NEW YORK (AP) A prosecutor told jurors at the start of the first insider trading trial of a portfolio manager for SAC Capital Advisors that insider trading was relied upon to boost slumping results in 2007, but a defense lawyer said Wednesday that his client was the victim of a corrupt analyst who cooperated with the government to escape a long prison sentence.
The differing analysis of the facts at the trial of 41-year-old Michael Steinberg came during opening statements in U.S. District Court in Manhattan. The trial began just weeks after SAC Capital agreed to pay a record $1.8 billion to settle civil and criminal insider trading charges. The Stamford, Connecticut-based company is owned by billionaire businessman Steven A. Cohen. He has not been charged criminally but faces civil claims.

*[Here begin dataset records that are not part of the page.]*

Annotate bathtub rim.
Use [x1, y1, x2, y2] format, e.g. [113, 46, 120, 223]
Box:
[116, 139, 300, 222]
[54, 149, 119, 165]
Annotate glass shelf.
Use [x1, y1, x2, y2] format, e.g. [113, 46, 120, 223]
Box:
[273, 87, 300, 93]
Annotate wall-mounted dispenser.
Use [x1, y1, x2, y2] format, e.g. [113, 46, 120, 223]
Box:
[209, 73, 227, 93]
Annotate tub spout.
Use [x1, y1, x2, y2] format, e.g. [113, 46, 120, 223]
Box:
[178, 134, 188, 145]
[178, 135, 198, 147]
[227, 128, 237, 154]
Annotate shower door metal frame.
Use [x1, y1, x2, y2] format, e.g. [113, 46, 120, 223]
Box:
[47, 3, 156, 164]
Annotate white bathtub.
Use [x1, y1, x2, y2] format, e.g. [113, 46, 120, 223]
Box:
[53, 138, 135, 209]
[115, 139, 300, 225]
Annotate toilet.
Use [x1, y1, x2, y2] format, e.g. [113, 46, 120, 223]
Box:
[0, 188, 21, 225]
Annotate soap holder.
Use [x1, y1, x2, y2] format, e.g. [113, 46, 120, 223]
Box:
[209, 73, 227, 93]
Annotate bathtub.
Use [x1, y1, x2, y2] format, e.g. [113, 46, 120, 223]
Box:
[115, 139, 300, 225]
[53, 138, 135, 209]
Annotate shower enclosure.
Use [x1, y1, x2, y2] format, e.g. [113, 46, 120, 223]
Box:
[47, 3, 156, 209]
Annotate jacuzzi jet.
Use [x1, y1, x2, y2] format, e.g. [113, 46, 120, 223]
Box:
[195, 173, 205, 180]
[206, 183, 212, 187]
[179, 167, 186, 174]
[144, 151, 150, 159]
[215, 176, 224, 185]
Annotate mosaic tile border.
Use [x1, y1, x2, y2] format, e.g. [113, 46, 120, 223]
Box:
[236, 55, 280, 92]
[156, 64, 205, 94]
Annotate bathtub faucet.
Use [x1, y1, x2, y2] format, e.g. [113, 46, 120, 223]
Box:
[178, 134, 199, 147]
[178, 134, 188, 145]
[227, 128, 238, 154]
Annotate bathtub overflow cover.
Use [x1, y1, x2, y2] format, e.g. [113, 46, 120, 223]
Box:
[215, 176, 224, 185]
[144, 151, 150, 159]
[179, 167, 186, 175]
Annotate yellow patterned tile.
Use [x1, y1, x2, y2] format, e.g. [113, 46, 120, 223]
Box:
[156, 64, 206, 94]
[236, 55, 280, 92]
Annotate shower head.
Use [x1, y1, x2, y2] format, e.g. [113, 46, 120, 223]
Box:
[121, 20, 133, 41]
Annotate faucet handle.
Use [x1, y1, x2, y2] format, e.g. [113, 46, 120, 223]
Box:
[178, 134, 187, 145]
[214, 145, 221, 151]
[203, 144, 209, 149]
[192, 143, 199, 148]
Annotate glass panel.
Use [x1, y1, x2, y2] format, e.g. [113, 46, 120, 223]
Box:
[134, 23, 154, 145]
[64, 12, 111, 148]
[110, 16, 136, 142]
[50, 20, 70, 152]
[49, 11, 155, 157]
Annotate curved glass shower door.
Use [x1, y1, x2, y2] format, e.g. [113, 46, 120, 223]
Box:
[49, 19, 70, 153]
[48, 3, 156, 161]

Assistant U.S. Attorney Antonia Apps told jurors that Steinberg made illegal trades between 2007 and 2009 after receiving insider information from an analyst, Jon Horvath of San Francisco. Horvath pleaded guilty last year to insider trading charges and agreed to testify against Steinberg as part of his plea deal.
Apps said Steinberg "chose to break the law" after losses were incurred and he needed to boost his results.
"He chose to break the law to make big money for himself and the company for which he worked," she said. "He did it to get an illegal edge."